Under the proposal, the state could use the funds to obtain specialized firefighting equipment. A separate bill would address first-responder radios.

In response to a question from State Sen. John Lowe of Kearney, McDonnell confirmed that fire departments already have help from mutual aid agreements. But, he said, the state under his bill would be sending in “some real ass-kickers.”

Only one person testified against the bill Thursday. But it was Interim State Fire Marshal Doug Hohbein, who said his agency’s duties do not include actively fighting fires.

National Guard Airmen from the Nebraska Air National Guard’s 155th Air Refueling Wing fire department cut a fire break to slow the Road 739 fire near Arapahoe, Neb., in April 2022. (Courtesy of Nebraska National Guard)

He argued that LB 655, as written, would require 23 hires that would change the role and scope of the State Fire Marshal’s Office, which is known for investigating suspicious fires. He said Gov. Jim Pillen opposes the bill. 

However, he said, if McDonnell is interested, as he said Thursday, in designing the state wildland firefighting teams as volunteers from around the state, there might be a way forward.

Pillen’s office had no immediate comment.

State Sen.
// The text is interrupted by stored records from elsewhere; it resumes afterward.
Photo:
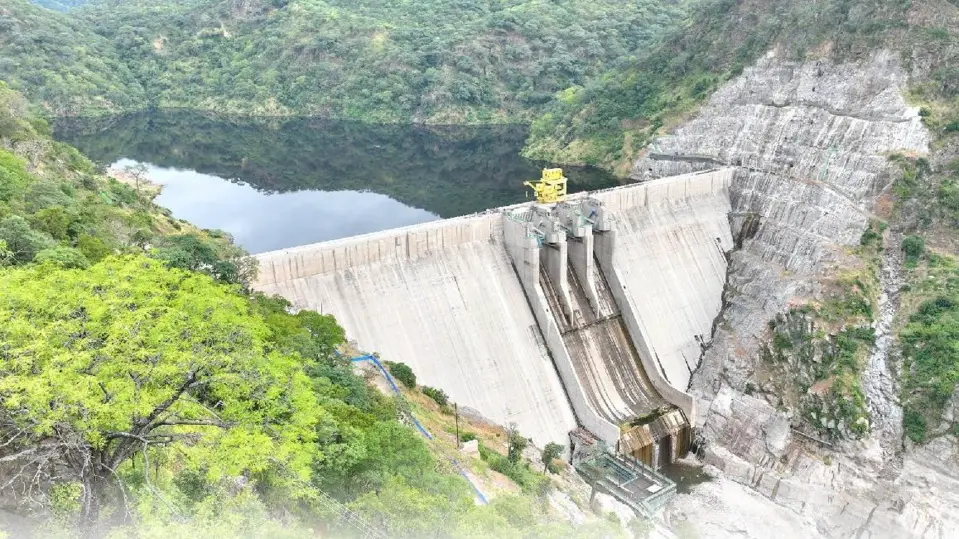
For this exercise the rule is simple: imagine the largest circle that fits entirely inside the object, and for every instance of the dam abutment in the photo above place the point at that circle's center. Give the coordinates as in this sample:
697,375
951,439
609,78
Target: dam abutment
584,313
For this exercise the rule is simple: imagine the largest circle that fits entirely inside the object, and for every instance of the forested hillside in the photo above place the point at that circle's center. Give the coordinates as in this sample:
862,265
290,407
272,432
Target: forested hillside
60,64
59,5
144,391
468,61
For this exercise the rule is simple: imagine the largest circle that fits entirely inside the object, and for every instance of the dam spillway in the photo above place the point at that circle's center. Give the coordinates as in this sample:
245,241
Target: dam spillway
603,335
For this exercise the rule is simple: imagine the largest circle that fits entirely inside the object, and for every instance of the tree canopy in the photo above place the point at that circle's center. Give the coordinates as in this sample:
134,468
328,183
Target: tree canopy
100,365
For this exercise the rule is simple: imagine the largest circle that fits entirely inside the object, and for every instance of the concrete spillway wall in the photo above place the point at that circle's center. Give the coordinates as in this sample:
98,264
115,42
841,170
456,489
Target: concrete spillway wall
444,297
669,264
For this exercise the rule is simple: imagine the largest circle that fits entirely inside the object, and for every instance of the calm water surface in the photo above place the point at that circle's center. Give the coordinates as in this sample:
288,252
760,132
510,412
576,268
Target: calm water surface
280,184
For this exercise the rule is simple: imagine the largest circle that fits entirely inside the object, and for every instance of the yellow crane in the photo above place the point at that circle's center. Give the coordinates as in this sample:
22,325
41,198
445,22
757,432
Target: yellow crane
551,188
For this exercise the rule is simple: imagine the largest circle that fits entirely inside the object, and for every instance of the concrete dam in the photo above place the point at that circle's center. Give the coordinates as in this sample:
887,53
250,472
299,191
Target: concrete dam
587,314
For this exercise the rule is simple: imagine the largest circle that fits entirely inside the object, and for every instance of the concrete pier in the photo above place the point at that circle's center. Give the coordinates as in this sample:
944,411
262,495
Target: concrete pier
463,302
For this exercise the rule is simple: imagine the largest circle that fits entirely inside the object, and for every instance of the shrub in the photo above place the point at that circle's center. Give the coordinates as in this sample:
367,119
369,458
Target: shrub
915,425
914,247
65,257
23,241
438,395
403,373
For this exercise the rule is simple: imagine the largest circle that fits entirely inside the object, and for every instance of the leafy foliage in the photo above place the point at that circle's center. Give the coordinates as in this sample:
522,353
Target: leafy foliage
423,167
470,61
403,373
438,395
930,356
60,63
551,452
914,247
126,370
817,355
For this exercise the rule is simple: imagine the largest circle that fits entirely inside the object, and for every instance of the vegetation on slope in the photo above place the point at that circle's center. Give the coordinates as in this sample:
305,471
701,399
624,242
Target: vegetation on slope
469,61
144,391
817,352
59,5
59,63
424,167
609,120
929,347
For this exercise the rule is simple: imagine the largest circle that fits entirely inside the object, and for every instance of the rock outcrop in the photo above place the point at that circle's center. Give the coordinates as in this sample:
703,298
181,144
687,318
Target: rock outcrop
811,141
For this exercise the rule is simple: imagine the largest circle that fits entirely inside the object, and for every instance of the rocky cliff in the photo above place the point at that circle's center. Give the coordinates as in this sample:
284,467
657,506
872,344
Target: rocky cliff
812,142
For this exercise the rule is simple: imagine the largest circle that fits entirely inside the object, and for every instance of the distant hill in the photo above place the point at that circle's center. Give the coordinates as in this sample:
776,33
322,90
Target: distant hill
60,64
434,61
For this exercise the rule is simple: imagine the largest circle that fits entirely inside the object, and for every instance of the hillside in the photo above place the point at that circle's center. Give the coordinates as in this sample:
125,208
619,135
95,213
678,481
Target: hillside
59,5
145,391
61,65
434,61
829,385
609,120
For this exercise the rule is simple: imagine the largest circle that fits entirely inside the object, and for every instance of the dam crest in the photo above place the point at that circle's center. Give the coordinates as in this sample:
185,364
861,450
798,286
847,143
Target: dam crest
587,314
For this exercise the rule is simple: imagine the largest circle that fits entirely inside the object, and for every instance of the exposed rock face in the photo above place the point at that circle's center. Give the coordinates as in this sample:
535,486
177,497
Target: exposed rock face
812,142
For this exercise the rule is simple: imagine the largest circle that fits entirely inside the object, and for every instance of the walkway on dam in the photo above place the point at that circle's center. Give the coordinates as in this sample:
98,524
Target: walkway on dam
460,304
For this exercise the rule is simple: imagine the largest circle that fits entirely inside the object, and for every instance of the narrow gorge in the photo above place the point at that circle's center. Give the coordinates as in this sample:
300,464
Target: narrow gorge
812,143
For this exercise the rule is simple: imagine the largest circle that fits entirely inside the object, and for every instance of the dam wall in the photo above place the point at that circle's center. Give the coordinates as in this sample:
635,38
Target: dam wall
442,297
667,266
446,298
525,252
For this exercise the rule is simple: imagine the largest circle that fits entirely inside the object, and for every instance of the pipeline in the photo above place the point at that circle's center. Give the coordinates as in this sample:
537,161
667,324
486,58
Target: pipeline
416,423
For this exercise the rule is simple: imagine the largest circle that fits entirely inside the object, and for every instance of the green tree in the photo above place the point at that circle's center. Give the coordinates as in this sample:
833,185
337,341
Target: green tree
403,373
551,452
55,221
65,257
914,247
130,360
93,247
6,255
23,241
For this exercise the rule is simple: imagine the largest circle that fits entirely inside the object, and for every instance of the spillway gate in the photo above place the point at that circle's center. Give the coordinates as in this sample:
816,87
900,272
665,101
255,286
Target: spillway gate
563,253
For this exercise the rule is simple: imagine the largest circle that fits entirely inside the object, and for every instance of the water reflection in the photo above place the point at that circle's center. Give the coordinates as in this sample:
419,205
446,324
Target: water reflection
263,222
276,184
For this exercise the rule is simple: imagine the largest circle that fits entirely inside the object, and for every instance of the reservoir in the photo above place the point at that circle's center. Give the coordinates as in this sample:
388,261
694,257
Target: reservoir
273,184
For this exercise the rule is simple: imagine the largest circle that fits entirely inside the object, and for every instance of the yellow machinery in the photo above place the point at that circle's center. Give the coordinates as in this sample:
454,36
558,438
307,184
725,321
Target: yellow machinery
551,187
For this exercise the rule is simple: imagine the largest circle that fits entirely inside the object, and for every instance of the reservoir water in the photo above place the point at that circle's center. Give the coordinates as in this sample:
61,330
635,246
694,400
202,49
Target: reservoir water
273,184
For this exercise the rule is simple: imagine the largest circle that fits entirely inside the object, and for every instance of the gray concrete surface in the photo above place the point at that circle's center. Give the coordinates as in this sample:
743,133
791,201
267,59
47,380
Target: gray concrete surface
446,301
445,298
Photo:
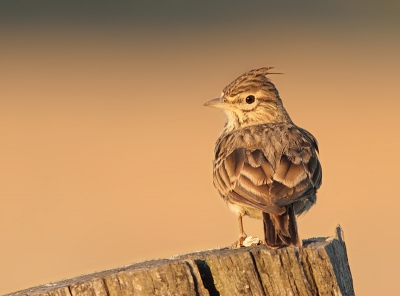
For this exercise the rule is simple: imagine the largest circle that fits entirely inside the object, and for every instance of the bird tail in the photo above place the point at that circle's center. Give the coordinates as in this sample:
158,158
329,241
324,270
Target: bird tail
279,229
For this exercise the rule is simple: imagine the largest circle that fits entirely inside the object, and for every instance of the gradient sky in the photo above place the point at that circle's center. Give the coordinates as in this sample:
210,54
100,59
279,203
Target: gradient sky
106,151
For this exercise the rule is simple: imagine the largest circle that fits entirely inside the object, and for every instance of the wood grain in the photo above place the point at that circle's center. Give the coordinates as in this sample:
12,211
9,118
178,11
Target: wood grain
319,267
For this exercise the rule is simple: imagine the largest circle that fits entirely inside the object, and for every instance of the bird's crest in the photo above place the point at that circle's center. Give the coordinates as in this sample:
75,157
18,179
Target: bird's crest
252,77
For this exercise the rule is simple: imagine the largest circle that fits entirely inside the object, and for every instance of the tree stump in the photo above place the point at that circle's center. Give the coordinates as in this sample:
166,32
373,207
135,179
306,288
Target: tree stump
319,267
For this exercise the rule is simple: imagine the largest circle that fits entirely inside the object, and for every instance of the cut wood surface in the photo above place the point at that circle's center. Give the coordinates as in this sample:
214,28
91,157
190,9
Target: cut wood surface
319,267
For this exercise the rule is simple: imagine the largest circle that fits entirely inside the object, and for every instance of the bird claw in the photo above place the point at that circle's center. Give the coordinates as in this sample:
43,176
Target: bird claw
238,243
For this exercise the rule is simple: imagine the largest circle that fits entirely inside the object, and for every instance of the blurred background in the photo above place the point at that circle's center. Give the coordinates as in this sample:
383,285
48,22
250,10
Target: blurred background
106,149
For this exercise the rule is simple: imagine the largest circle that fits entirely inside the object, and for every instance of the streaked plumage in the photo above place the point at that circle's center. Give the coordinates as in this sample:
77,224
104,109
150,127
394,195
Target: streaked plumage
265,166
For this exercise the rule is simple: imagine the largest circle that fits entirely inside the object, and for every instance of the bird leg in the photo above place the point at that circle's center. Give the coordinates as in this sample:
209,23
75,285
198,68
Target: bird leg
242,234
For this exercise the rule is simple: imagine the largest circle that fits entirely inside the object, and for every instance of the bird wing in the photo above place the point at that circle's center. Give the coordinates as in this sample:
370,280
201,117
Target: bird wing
268,172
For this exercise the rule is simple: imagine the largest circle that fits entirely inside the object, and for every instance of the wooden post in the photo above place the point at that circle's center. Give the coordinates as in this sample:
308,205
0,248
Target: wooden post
319,267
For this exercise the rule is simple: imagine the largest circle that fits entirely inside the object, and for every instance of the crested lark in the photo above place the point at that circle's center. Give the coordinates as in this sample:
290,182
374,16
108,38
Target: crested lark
265,166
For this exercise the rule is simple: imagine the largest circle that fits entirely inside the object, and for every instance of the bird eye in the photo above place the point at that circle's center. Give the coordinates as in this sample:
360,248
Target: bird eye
250,99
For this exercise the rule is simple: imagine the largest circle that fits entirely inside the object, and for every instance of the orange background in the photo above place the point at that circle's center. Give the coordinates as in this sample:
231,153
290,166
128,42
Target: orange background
106,150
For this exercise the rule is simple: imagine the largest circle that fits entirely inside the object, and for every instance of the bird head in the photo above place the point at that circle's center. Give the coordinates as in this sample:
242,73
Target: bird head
250,99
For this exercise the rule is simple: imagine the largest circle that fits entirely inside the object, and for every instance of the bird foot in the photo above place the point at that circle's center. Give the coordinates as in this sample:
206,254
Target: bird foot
239,242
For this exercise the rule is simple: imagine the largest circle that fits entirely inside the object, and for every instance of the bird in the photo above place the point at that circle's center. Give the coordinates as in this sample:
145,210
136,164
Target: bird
265,166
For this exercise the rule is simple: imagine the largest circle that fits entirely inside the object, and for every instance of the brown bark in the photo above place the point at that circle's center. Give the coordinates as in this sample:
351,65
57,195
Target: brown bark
319,267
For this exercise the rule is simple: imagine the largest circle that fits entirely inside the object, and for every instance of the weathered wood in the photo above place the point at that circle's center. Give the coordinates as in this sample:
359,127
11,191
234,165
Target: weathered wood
319,267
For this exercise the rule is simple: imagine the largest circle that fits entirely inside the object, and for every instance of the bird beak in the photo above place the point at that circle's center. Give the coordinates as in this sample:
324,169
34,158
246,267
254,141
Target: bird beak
216,103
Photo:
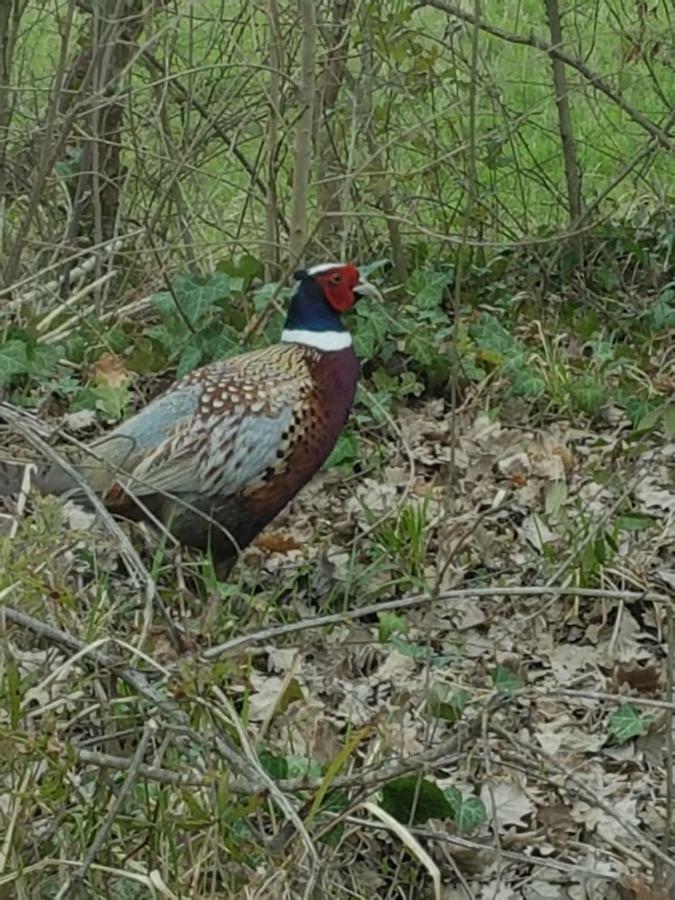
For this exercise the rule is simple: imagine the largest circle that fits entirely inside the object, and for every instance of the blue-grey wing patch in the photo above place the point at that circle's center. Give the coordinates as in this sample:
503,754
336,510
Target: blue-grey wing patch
126,445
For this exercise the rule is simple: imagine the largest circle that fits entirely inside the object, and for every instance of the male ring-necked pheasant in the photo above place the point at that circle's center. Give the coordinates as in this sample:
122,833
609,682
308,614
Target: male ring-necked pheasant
218,455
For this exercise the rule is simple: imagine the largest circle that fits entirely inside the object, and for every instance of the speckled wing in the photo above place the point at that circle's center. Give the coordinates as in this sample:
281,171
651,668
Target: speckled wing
218,430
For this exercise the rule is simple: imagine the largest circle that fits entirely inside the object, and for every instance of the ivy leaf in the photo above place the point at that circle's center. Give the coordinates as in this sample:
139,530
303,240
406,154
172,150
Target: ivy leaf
414,799
469,813
345,450
275,766
626,722
428,287
505,680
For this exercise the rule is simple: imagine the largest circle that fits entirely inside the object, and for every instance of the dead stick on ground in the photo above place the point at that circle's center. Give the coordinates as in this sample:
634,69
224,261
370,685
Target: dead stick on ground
72,886
267,634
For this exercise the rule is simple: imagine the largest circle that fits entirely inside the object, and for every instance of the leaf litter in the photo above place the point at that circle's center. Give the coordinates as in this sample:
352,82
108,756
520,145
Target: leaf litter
487,504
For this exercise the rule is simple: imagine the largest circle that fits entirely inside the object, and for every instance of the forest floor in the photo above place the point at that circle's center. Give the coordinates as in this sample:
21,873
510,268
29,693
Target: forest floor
445,671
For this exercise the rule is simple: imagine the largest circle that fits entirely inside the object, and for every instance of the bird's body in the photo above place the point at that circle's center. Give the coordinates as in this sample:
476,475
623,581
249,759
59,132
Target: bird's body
218,456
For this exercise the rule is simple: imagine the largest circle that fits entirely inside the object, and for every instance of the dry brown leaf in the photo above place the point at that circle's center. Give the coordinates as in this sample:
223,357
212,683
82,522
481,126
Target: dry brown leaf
109,371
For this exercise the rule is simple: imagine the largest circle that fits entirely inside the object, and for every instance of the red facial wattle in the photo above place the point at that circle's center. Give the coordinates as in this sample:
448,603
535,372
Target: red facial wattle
338,286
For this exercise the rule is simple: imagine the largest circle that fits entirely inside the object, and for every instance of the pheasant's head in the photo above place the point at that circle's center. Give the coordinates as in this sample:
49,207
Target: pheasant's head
323,293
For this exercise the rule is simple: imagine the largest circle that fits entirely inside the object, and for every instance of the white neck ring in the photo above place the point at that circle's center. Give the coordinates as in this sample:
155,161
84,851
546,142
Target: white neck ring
320,340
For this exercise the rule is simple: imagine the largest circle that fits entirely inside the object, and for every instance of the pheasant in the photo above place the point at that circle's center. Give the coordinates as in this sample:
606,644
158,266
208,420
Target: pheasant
217,456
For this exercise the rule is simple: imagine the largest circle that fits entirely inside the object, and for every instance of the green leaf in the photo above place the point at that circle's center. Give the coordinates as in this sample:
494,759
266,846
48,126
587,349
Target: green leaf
626,722
414,800
428,287
194,296
111,402
505,680
13,360
588,394
445,703
469,813
275,766
669,421
303,767
389,624
345,450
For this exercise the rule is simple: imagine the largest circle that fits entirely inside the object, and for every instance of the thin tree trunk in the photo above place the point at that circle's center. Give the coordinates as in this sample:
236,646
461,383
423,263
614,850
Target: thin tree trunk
302,154
270,253
330,169
569,150
383,197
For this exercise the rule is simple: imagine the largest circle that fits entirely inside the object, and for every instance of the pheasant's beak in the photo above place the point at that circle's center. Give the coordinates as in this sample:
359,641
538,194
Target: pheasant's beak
366,289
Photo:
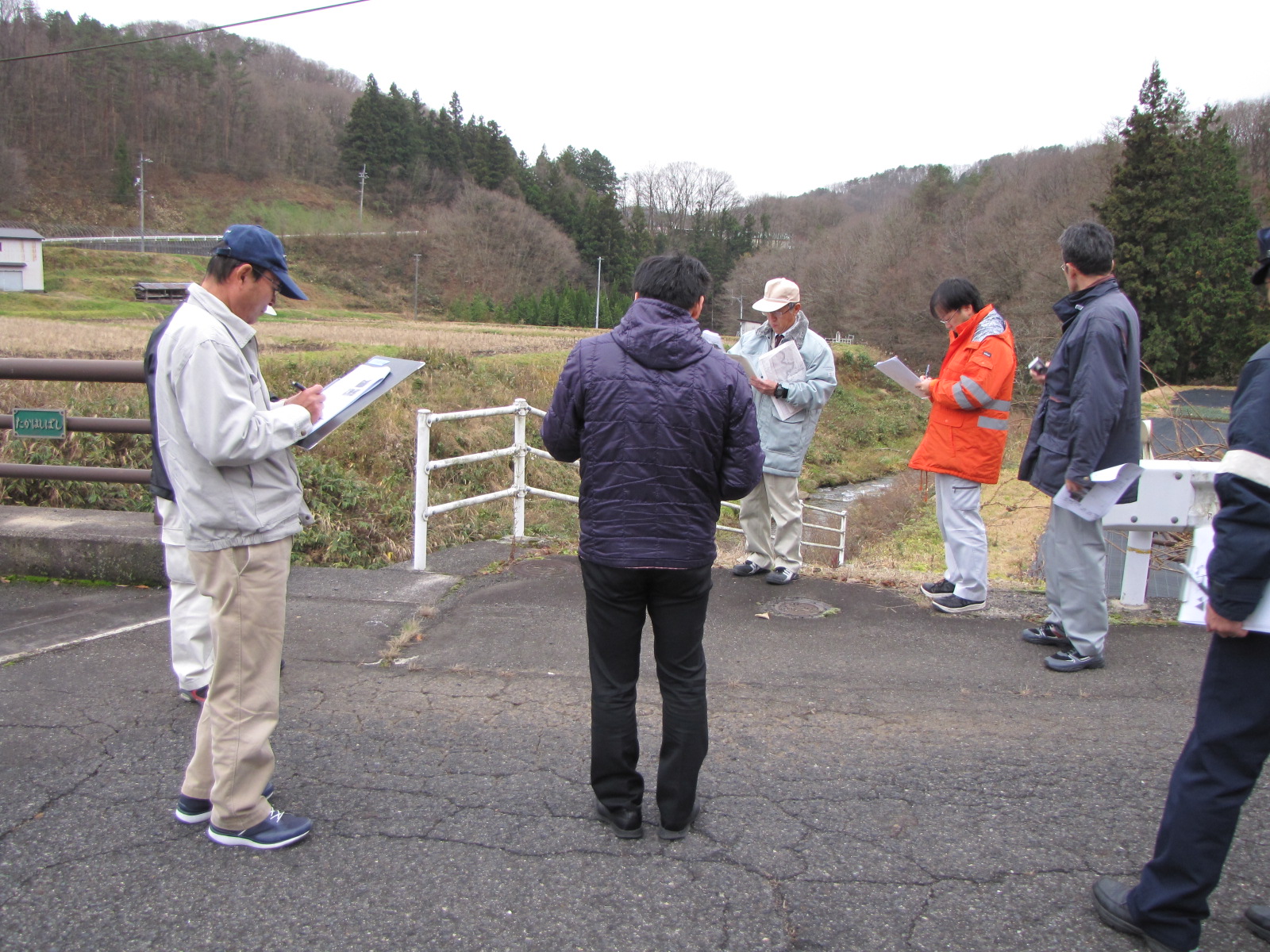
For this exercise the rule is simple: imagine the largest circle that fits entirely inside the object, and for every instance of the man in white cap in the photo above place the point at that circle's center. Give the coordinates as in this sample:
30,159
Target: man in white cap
787,412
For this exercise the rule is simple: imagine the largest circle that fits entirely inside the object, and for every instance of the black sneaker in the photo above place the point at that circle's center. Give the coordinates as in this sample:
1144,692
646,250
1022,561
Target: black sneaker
277,831
666,833
194,696
1111,904
1047,634
626,823
956,605
197,810
1072,660
933,589
1257,919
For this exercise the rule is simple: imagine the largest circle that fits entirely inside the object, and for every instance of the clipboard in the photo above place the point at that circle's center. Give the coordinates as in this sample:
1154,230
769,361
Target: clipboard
398,371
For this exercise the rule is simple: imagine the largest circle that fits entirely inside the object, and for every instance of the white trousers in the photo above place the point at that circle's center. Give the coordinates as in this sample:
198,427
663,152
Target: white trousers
1076,589
190,628
774,501
965,539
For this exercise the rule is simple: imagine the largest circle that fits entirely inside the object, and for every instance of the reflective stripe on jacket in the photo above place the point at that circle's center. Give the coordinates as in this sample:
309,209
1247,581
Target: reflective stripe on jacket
971,401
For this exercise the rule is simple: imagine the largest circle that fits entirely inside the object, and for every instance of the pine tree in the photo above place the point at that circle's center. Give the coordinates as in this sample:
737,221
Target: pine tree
124,175
1184,228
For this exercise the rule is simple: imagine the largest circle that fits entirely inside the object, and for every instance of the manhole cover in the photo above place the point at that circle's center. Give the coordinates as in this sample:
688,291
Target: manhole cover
800,608
545,568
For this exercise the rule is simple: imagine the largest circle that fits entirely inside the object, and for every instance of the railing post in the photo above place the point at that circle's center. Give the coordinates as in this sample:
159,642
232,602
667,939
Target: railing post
423,450
522,410
1137,564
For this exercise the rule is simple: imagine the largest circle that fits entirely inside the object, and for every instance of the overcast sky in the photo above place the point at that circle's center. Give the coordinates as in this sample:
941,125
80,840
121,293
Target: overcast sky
787,97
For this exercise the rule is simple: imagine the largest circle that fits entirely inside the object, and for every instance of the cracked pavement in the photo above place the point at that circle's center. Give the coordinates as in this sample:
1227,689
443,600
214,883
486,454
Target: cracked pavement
878,780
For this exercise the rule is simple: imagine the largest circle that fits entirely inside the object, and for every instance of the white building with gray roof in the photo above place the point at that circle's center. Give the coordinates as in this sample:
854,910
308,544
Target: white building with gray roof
22,260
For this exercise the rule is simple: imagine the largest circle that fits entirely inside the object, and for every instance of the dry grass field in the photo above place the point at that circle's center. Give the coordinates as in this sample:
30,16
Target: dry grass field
126,338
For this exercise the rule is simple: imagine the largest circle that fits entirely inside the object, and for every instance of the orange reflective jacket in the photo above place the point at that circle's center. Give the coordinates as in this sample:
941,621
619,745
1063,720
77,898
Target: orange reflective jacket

Jane Raybould of Lincoln asked McDonnell how she was supposed to read a bill that seemed to be advocating 23 hires, when McDonnell said that wasn’t his intention.

He agreed to double check whether or not the federal grant program would require the state wildfire teams to be state employees.

McDonnell stressed that he had worked on the bill with Shane Hunter, Pillen’s first appointee as fire marshal, before Hunter got sick and resigned.

McDonnell said he would work with Hunter’s replacement, newly appointed Fire Marshall Scott Cordes, and clarify that the state funding is meant to help the state create two wildland firefighting teams using local firefighters and plan for the most effective ways to rapidly respond to local and regional calls for assistance.

“Knowing that you have that kind of backup, that (local) fire chief could let people know early enough that they can get moving,” McDonnell said.